Required Monitoring To prevent serious side effects, both the patients using Vicodin and the doctors prescribing the drug should practice extra care. Physicians should closely monitor patients to ensure that the side effects are contained and managed in a timely manner. The patients should always follow doctors’ prescriptions. Vicodin should be prescribed when necessary and only when other analgesics have failed to give positive results. It is also advisable for doctors to have close monitoring to establish the kind of drugs the patient is using at the time of Vicodin administration.
This will ensure that there are no contraindications or any adverse drug interactions when Vicodin is administered (Smith, 2009). Monitoring is also required for the doctor to establish other conditions or rather other ailments that the patient is suffering from. Vicodin use may not be appropriate with patients who have the history of liver diseases. Hydrocodone as well as the main acetaminophen metabolites are known to be excreted by kidneys. Therefore, patients with compromised renal function may have increased risks of Vicodin intoxication due to plasma accumulation of the metabolites or parent compounds.
Close monitoring will ensure that the doctor understands the patients’ medical history and thus avoid serious effects following Vicodin administration. The patients should be educated of the side effects associated with the use of Vicodin, so that at the first symptom they can report to the doctors so that they can prevent further harm of the side effects. Dosages by age group and condition The dosage depends on pain severity as well as how the patient is responding to medication. More severe symptoms may therefore require higher dosages and the dosage may be reduced or withdrawn after the patient shows some adverse side effects.
It is important to check on the dosage because overuse of Vicodin for a long time may cause tolerance to hydrocodone. At the same time, untoward effects may develop if the drug is administered for a long time or if the dosage used does not tally the recommended one as per the physician’s prescription. The normal adult dosage ranges from one tablet to two tablets taken after every four to six hours. However, the total daily dosage is not supposed to exceed eight tablets with tablets containing 500mg acetaminophen and 5mg hydrocodone.
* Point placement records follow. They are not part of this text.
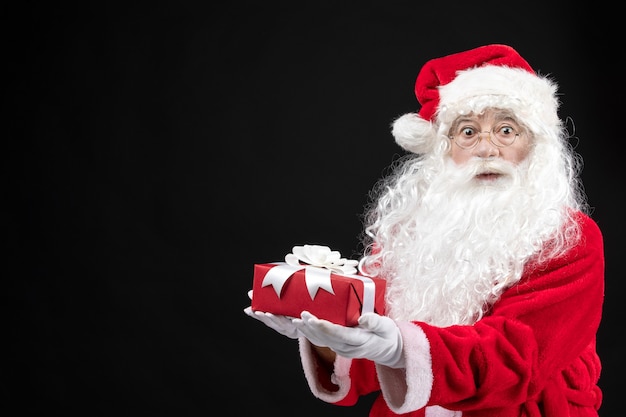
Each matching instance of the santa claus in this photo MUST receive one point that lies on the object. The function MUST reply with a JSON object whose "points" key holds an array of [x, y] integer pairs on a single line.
{"points": [[494, 269]]}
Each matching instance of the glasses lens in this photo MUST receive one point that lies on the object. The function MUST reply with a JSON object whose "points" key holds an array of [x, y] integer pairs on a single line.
{"points": [[503, 135]]}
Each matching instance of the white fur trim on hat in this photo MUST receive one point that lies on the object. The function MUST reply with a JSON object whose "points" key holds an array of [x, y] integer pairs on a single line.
{"points": [[413, 133]]}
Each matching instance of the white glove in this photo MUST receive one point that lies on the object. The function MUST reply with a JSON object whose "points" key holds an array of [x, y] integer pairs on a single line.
{"points": [[376, 338], [281, 324]]}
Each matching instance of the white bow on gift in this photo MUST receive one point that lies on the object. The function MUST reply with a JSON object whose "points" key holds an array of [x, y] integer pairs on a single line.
{"points": [[319, 261]]}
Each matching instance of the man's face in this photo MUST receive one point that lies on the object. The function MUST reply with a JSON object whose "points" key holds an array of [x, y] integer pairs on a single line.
{"points": [[486, 128]]}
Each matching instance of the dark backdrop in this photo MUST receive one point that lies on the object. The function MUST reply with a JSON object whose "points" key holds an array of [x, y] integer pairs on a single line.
{"points": [[155, 153]]}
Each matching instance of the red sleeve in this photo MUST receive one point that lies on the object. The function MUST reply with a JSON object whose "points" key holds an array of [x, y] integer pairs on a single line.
{"points": [[535, 331]]}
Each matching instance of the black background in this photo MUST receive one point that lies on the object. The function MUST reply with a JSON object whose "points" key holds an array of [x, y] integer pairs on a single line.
{"points": [[155, 152]]}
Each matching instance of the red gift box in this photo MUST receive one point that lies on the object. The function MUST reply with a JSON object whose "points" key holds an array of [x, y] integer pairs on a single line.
{"points": [[284, 289]]}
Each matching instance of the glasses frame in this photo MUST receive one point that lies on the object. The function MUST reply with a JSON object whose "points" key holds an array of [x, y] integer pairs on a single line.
{"points": [[489, 132]]}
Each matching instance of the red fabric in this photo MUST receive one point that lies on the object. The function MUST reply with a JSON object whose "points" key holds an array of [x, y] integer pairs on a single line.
{"points": [[441, 71], [533, 356]]}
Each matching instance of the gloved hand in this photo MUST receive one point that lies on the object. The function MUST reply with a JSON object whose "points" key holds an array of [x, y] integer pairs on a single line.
{"points": [[281, 324], [376, 338]]}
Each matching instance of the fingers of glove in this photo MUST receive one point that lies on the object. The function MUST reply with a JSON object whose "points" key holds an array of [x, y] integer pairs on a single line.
{"points": [[381, 325], [281, 324], [338, 338]]}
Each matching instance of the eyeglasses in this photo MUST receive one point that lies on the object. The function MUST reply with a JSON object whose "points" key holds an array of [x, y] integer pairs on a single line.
{"points": [[501, 136]]}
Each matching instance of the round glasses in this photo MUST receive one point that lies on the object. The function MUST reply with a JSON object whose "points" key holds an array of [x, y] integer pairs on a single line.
{"points": [[501, 136]]}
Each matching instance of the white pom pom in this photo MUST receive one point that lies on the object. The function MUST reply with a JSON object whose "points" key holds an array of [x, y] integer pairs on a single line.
{"points": [[414, 133]]}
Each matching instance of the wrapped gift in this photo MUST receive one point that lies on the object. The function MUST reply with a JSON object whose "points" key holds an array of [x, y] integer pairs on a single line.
{"points": [[318, 280]]}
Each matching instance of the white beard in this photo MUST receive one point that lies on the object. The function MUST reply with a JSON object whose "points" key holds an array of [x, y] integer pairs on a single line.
{"points": [[452, 248]]}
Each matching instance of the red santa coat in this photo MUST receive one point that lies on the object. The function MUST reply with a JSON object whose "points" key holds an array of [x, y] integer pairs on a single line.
{"points": [[533, 355]]}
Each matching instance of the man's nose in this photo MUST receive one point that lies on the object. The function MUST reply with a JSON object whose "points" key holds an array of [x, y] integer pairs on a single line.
{"points": [[484, 148]]}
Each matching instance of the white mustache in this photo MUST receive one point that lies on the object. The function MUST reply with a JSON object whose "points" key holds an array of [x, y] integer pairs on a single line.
{"points": [[478, 166]]}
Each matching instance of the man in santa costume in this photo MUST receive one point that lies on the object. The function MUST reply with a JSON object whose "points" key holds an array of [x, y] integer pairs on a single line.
{"points": [[494, 269]]}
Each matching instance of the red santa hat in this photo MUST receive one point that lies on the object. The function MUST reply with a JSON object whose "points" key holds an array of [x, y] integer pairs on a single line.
{"points": [[470, 81]]}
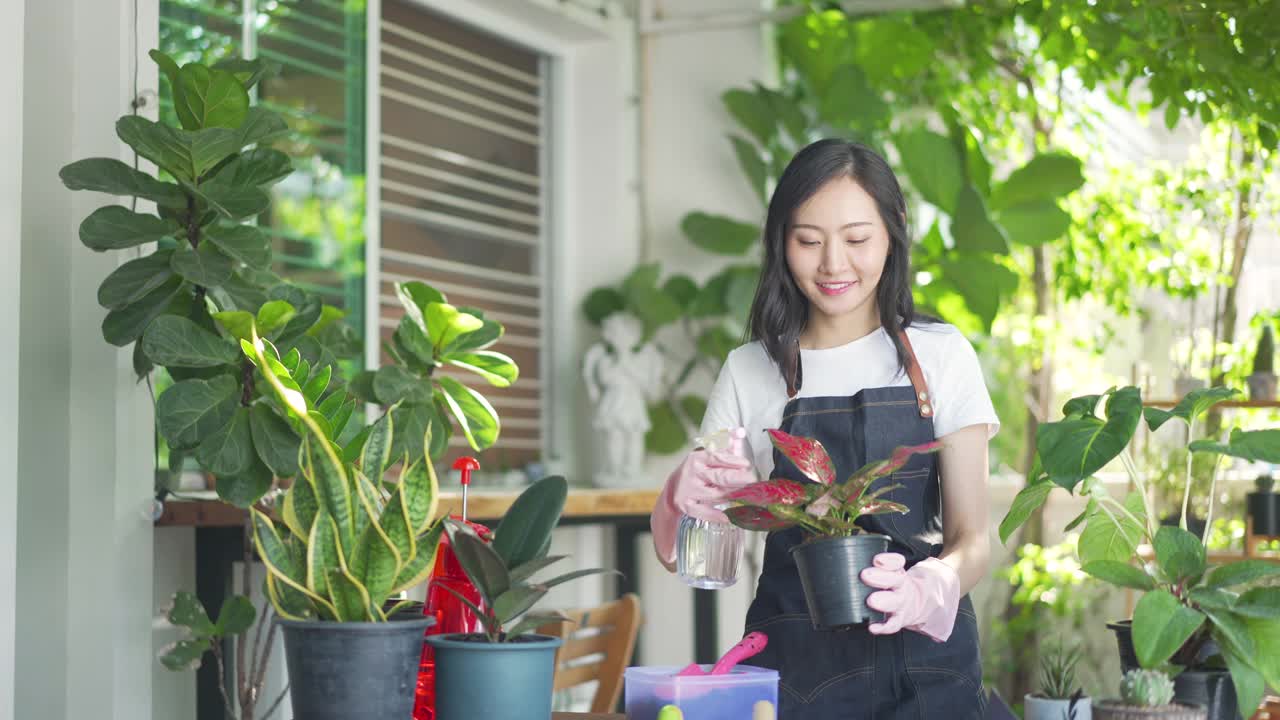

Patients with no history of liver problems are allowed a maximum of 4 grams or 4000 milligrams every day and any excess may lead to serious liver complications and patients may present symptoms of liver damage such as extreme fatigue, stomach pain and yellowing of the skin and eyes. Patients who are not tolerant to opiates should not exceed dosages of over 40 milligrams (Ho & Burton, 2007). Conclusion Vicodin has become an important drug that is widely prescribed among patients of diverse populations.
A detailed understanding of pharmacological properties of Vicodin is essential in the effective management of pain, cough and fever. The most important research should be directed towards understanding major inhibitors of cyclooxygenase which can block the synthesis of prostaglandins without causing many side effects. Perhaps current research in pharmacogenomics may help decipher some of the hidden secrets in pain research.